Novel Nuclear Factor-KappaB Targeting Peptide Suppresses β-Amyloid Induced Inflammatory and Apoptotic Responses in Neuronal Cells

In the central nervous system (CNS), activation of the transcription factor nuclear factor-kappa B (NF-κβ) is associated with both neuronal survival and increased vulnerability to apoptosis. The mechanisms underlying these dichotomous effects are attributed to the composition of NF-κΒ dimers. In Alzheimer’s disease (AD), β-amyloid (Aβ) and other aggregates upregulate activation of p65:p50 dimers in CNS cells and enhance transactivation of pathological mediators that cause neuroinflammation and neurodegeneration. Hence selective targeting of activated p65 is an attractive therapeutic strategy for AD. Here we report the design, structural and functional characterization of peptide analogs of a p65 interacting protein, the glucocorticoid induced leucine zipper (GILZ). By virtue of binding the transactivation domain of p65 exposed after release from the inhibitory IκΒ proteins in activated cells, the GILZ analogs can act as highly selective inhibitors of activated p65 with minimal potential for off-target effects.

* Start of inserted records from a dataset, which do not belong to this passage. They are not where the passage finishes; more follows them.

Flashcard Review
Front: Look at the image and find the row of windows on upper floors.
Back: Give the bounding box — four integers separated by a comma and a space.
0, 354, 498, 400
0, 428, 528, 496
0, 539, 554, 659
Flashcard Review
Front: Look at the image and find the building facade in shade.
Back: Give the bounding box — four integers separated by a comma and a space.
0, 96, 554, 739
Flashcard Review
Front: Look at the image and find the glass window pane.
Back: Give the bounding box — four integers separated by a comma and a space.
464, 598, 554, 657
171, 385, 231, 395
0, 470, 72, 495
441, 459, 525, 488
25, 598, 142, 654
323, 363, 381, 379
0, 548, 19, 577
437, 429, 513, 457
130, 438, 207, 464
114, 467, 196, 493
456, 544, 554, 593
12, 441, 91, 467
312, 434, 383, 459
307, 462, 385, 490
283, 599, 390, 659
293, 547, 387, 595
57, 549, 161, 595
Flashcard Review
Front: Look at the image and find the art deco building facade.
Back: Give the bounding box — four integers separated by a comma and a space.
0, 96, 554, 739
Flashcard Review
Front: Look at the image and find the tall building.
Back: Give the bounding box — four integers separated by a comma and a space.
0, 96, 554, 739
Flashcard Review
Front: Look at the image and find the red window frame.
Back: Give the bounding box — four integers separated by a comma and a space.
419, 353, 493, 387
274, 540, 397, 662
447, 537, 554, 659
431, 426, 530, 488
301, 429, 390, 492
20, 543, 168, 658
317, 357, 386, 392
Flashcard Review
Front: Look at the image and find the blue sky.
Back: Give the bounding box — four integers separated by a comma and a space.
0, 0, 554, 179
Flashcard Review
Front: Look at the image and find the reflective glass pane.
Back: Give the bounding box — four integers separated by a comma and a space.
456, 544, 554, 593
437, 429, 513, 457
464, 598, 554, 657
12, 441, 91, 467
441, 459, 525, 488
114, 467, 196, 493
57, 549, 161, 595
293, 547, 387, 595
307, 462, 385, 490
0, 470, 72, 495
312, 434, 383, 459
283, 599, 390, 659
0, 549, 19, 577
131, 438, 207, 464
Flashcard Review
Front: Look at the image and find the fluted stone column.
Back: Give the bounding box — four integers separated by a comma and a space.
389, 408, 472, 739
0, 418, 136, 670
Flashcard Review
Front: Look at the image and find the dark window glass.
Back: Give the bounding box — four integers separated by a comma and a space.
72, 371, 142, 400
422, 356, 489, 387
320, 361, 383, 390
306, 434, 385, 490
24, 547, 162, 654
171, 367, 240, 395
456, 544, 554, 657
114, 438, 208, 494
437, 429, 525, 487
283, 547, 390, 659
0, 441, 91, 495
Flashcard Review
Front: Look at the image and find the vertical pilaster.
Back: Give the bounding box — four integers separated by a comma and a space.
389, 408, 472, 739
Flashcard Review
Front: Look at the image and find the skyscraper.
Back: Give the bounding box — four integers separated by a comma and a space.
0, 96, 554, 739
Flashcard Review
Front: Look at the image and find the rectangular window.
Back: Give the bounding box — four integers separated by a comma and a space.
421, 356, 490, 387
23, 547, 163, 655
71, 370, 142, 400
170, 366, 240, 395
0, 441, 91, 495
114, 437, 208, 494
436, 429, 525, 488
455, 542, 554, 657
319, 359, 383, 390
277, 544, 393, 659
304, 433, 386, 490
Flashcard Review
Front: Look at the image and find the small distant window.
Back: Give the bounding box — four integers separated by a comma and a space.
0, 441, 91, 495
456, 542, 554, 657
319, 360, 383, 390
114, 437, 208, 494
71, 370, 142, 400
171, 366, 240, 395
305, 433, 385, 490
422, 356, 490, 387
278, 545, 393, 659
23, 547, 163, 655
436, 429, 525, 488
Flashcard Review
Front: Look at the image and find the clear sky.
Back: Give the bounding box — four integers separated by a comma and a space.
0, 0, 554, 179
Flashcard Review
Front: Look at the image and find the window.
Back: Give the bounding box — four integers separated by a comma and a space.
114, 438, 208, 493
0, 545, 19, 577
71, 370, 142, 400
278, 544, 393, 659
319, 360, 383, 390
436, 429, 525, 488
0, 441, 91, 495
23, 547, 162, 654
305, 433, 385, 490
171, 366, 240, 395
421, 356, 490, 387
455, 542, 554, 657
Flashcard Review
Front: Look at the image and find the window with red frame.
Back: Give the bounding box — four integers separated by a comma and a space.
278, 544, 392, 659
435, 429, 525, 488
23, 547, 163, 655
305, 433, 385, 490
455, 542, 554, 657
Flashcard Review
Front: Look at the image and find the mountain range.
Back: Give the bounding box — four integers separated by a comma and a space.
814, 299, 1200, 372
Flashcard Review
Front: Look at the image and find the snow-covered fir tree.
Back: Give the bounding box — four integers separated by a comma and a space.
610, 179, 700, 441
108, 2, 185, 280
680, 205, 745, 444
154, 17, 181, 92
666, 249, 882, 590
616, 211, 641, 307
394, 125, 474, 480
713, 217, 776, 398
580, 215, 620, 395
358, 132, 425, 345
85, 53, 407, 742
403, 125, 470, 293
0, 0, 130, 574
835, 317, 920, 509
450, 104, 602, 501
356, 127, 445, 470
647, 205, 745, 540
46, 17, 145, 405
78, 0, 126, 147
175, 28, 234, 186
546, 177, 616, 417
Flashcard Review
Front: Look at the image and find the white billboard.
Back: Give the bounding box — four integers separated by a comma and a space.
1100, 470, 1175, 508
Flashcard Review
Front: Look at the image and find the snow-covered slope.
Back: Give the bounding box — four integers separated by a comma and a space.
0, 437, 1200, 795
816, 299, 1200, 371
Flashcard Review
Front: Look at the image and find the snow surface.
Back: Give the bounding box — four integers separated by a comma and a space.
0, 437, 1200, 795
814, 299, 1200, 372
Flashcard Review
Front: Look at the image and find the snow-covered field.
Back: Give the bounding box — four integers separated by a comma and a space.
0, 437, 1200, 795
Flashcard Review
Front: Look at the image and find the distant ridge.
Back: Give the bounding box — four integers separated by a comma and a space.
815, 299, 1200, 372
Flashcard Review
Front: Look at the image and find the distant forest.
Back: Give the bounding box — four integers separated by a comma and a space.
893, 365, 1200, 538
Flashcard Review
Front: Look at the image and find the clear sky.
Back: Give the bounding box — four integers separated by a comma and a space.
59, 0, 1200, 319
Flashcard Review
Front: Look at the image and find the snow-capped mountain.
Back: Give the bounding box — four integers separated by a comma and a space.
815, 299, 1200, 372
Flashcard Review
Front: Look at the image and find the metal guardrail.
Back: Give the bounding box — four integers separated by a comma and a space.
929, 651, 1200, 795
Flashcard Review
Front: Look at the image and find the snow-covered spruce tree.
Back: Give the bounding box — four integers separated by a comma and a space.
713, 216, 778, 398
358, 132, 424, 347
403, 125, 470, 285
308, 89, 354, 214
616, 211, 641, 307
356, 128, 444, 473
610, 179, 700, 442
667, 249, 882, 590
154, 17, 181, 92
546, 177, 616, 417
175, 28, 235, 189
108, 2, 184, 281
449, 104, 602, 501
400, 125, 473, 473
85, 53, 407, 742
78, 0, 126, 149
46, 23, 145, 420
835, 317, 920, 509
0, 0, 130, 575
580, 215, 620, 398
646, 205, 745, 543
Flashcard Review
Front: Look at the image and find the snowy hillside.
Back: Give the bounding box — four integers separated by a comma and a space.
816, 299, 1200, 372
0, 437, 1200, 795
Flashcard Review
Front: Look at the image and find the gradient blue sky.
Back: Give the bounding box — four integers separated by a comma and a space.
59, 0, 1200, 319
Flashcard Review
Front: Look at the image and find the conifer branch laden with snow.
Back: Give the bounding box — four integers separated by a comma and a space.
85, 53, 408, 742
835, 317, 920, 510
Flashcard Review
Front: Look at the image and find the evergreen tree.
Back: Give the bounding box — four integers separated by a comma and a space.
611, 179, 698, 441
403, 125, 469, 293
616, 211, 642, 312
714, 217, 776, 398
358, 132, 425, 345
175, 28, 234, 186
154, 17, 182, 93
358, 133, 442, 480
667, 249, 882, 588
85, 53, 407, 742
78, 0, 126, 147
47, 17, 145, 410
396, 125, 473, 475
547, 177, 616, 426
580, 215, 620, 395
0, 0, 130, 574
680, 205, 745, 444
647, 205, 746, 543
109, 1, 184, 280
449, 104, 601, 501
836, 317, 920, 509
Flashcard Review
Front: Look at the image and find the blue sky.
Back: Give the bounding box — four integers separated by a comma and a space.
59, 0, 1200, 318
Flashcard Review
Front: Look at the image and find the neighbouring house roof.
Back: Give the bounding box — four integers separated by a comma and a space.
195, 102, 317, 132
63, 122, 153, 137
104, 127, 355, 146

在中枢神经系统（central nervous system, CNS）中，转录因子核因子-κB（transcription factor nuclear factor-kappa B, NF-κβ）的激活既与神经元存活密切相关，又会增加细胞凋亡的易感性。上述两种截然相反的作用机制，均归因于NF-κΒ二聚体的组成差异。在阿尔茨海默病（Alzheimer’s disease, AD）中，β淀粉样蛋白（β-amyloid, Aβ）及其他聚集物可上调中枢神经系统细胞内p65:p50二聚体的激活水平，并增强病理介质的反式激活作用，进而诱发神经炎症与神经退行性变。因此，选择性靶向激活态p65成为颇具吸引力的阿尔茨海默病治疗策略。 本研究报道了p65相互作用蛋白——糖皮质激素诱导亮氨酸拉链（glucocorticoid induced leucine zipper, GILZ）的肽类类似物的设计、结构与功能表征。GILZ类似体通过结合激活细胞中从抑制性IκB蛋白释放后暴露的p65转录激活结构域，可作为激活态p65的高选择性抑制剂，且脱靶效应潜力极低。